WOLFFERTS SANITÄRE INSTALLATIONS- UND HEIZUNGSGESELLSCHAFT GmbH, ci-après dénommée la société « Wolfferts », spécialisée dans l’installation d’équipements sanitaires pour l’industrie et pour les bâtiments publics, est intervenue au Luxembourg dans le cadre d’un chantier … à Bascharage.
1 Le bureau d’imposition compétent émit le 22 février 1996 un bulletin de l’impôt sur le revenu des collectivités pour l’année 1991, ainsi qu’un bulletin de l’impôt commercial communal pour ladite année, basés sur un bénéfice commercial de …- LUF, en ne reconnaissant ni la déductibilité d’un forfait de 6 % sur le chiffre d’affaires réalisé au Luxembourg, soit …- DEM, à titre de « Mehrkosten für ausländische Baustellen », ni le report déficitaire d’une perte de l’année 1990 de …- DEM.
Contre ces bulletins, la société Wolfferts introduisit le 20 mai 1996 une réclamation devant le bureau d’imposition. Cette réclamation fut réitérée le 25 novembre 1996 devant le directeur de l’administration des Contributions directes.
Par requête déposée le 11 juillet 1997, la société Wolfferts a introduit, principalement, un recours en réformation et, subsidiairement, un recours en annulation contre le bulletin de l’impôt sur le revenu des collectivités pour l’année 1991 et contre le bulletin de l’impôt commercial communal pour l’année 1991, les deux ayant été émis par l’administration des Contributions directes le 22 février 1996, respectivement contre la décision implicite de rejet du directeur de l’administration des Contributions directes portant sur la réclamation lui adressée le 20 mai 1996, réitérée le 25 novembre 1996, pour violation de la loi ou des formes destinées à protéger les intérêts privés.

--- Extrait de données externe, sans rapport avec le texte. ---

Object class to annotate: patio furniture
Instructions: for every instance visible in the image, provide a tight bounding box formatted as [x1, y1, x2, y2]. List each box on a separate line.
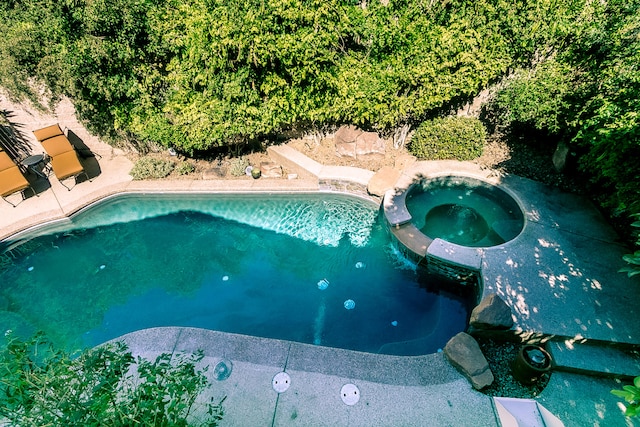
[32, 124, 89, 190]
[21, 153, 47, 178]
[0, 148, 35, 207]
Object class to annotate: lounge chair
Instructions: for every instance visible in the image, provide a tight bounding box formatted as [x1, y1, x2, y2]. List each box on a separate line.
[32, 124, 89, 190]
[0, 148, 35, 207]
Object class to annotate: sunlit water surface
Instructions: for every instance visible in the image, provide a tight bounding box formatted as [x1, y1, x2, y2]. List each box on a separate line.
[0, 193, 472, 355]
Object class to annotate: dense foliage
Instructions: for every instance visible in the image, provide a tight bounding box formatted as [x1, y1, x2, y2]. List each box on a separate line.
[0, 0, 638, 238]
[620, 215, 640, 279]
[408, 116, 486, 161]
[0, 332, 224, 426]
[0, 0, 580, 150]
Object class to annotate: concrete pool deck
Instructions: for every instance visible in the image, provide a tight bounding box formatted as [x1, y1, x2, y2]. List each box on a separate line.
[1, 96, 640, 426]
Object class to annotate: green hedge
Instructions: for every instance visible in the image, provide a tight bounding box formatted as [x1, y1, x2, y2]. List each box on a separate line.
[408, 117, 486, 161]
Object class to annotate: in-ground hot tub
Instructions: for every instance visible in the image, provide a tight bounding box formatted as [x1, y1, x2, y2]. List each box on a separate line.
[384, 175, 525, 284]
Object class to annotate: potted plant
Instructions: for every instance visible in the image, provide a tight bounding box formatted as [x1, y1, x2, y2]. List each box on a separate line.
[251, 167, 261, 179]
[511, 343, 552, 385]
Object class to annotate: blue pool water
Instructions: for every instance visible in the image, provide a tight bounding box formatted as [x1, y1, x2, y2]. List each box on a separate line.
[0, 193, 473, 355]
[406, 177, 524, 247]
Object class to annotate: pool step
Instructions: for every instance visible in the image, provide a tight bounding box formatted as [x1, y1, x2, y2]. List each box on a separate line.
[548, 340, 640, 379]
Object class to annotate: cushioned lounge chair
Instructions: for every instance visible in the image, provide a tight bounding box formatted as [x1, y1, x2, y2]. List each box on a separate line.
[0, 148, 35, 207]
[33, 124, 89, 190]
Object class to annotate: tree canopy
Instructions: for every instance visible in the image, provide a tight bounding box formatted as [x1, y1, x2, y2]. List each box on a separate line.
[0, 0, 583, 149]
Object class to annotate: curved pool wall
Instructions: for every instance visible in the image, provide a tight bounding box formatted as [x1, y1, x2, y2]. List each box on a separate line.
[383, 173, 527, 292]
[3, 191, 380, 250]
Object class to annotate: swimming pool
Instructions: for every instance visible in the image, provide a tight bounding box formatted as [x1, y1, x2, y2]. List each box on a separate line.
[0, 193, 473, 355]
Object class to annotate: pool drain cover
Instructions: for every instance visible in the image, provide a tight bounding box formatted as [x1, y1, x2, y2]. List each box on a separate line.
[213, 359, 233, 381]
[272, 372, 291, 393]
[340, 383, 360, 405]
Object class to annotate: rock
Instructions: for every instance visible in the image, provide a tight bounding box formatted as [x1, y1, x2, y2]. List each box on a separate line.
[552, 141, 570, 172]
[368, 166, 401, 197]
[444, 332, 494, 390]
[470, 293, 514, 330]
[260, 162, 282, 178]
[356, 131, 386, 157]
[334, 125, 363, 145]
[394, 153, 417, 171]
[334, 125, 385, 158]
[335, 141, 357, 158]
[334, 125, 361, 158]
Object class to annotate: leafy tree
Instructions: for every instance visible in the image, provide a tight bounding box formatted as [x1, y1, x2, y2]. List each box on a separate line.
[0, 0, 71, 103]
[569, 0, 640, 216]
[0, 332, 224, 426]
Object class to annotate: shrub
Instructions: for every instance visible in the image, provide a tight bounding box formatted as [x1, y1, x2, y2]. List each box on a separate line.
[0, 332, 225, 426]
[130, 156, 175, 180]
[177, 160, 196, 175]
[229, 156, 250, 177]
[612, 375, 640, 417]
[408, 117, 486, 161]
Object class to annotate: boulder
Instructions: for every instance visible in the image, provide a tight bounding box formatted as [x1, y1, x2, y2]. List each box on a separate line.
[260, 162, 283, 179]
[356, 131, 386, 157]
[444, 332, 494, 390]
[334, 125, 363, 145]
[334, 125, 385, 158]
[394, 153, 417, 171]
[368, 166, 401, 197]
[552, 141, 570, 172]
[470, 293, 513, 330]
[335, 141, 357, 158]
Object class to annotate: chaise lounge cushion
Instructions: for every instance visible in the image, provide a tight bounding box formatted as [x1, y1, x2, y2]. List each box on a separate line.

La demanderesse reproche en premier lieu à l’administration des Contributions directes, ci-après dénommée « l’administration », de ne pas avoir pris en compte des frais généraux, plus exactement des coûts d’ingénierie, exposés au titre de l’exercice fiscal 1991 et imputables au chantier …, d’un montant total de …- DEM.

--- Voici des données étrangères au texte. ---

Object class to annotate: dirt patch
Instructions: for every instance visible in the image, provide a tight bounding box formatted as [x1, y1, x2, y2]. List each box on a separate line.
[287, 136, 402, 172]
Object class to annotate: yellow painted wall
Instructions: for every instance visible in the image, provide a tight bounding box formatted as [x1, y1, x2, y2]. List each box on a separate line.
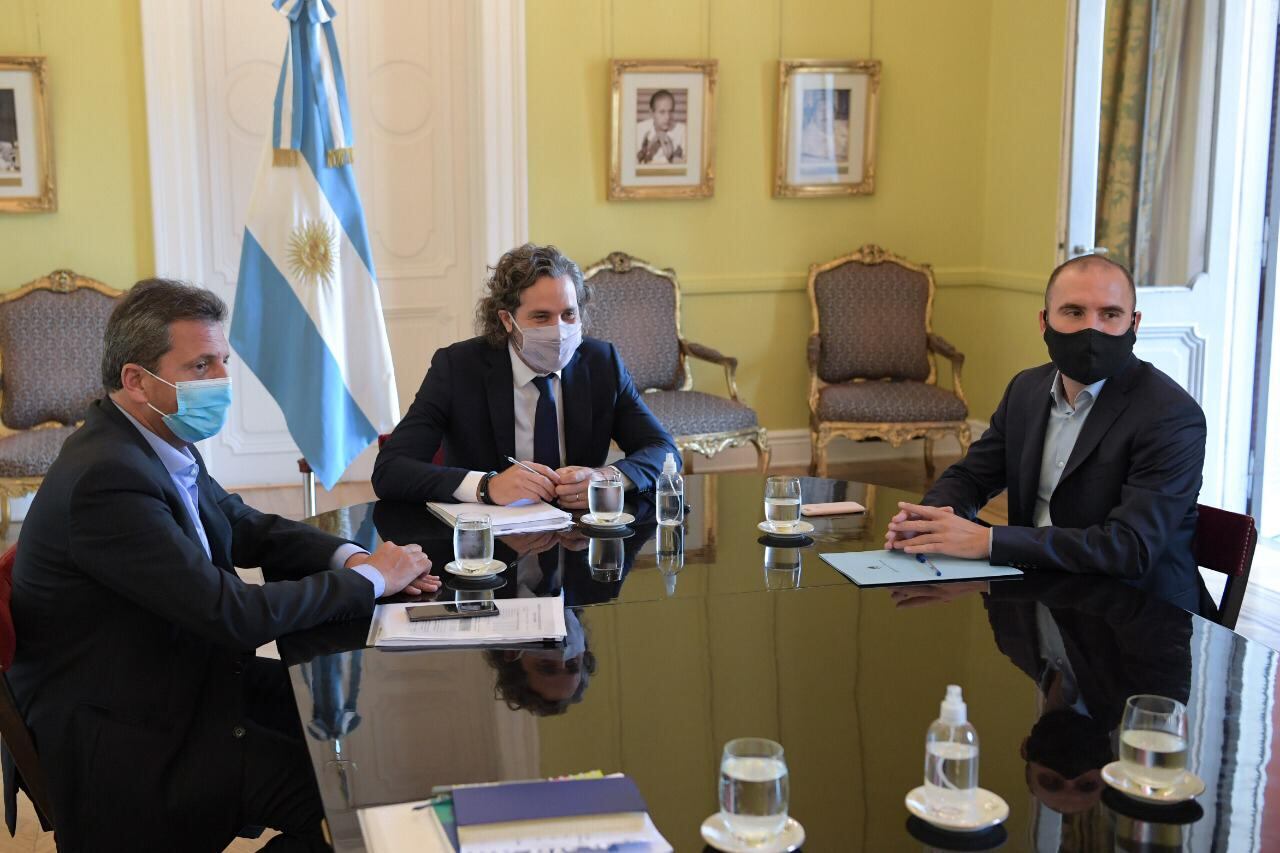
[527, 0, 1070, 427]
[0, 0, 153, 291]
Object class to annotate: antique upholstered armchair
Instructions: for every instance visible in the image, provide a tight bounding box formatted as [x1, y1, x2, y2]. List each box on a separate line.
[0, 270, 122, 527]
[583, 252, 769, 472]
[807, 245, 970, 478]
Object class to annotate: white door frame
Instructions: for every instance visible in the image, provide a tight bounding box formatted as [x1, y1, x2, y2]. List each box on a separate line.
[1058, 0, 1277, 511]
[138, 0, 527, 487]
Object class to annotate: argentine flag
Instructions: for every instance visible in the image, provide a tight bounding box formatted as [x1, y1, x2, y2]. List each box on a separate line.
[231, 0, 398, 490]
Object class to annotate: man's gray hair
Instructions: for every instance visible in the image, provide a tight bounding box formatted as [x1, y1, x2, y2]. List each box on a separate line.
[101, 278, 227, 391]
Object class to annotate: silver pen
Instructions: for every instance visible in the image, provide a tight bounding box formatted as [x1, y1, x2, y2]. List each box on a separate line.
[505, 456, 542, 476]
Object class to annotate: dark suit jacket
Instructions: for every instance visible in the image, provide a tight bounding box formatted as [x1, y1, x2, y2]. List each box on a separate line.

Selon la demanderesse, le refus de déduction des coûts d’ingénierie, exposés dans l’intérêt d’un établissement stable luxembourgeois, constitue une violation de l’article 5 de la Convention entre le Grand-Duché de Luxembourg et la République Fédérale d’Allemagne tendant à éviter les doubles impositions et à établir des règles d’assistance administrative réciproque en matière d’impôts sur le revenu et sur la fortune et en matière d’impôt commercial et d’impôt foncier, signée à Luxembourg, le 23 août 1958, approuvée par une loi du 17 août 1959, ci-après appelée « la Convention fiscale », au motif que l’imposition de son établissement stable situé au Luxembourg doit être effectuée comme s’il s’agissait d’une entreprise indépendante; que les frais imputables à l’établissement stable sont fiscalement déductibles au Luxembourg et que cette prise en compte doit englober les dépenses de direction et les frais généraux d’administration exposés aux fins poursuivies par l’établissement stable, même s’ils ont été exposés en dehors du Luxembourg. Dans ce contexte, elle fait encore soutenir que, concernant les frais au sujet desquels, en raison de leur nature, une imputation directe est difficile, voire impossible, tel étant le cas en l’espèce des coûts d’ingénierie litigieux, il y aurait lieu de procéder moyennant une affectation indirecte et par application d’une clé de répartition appropriée.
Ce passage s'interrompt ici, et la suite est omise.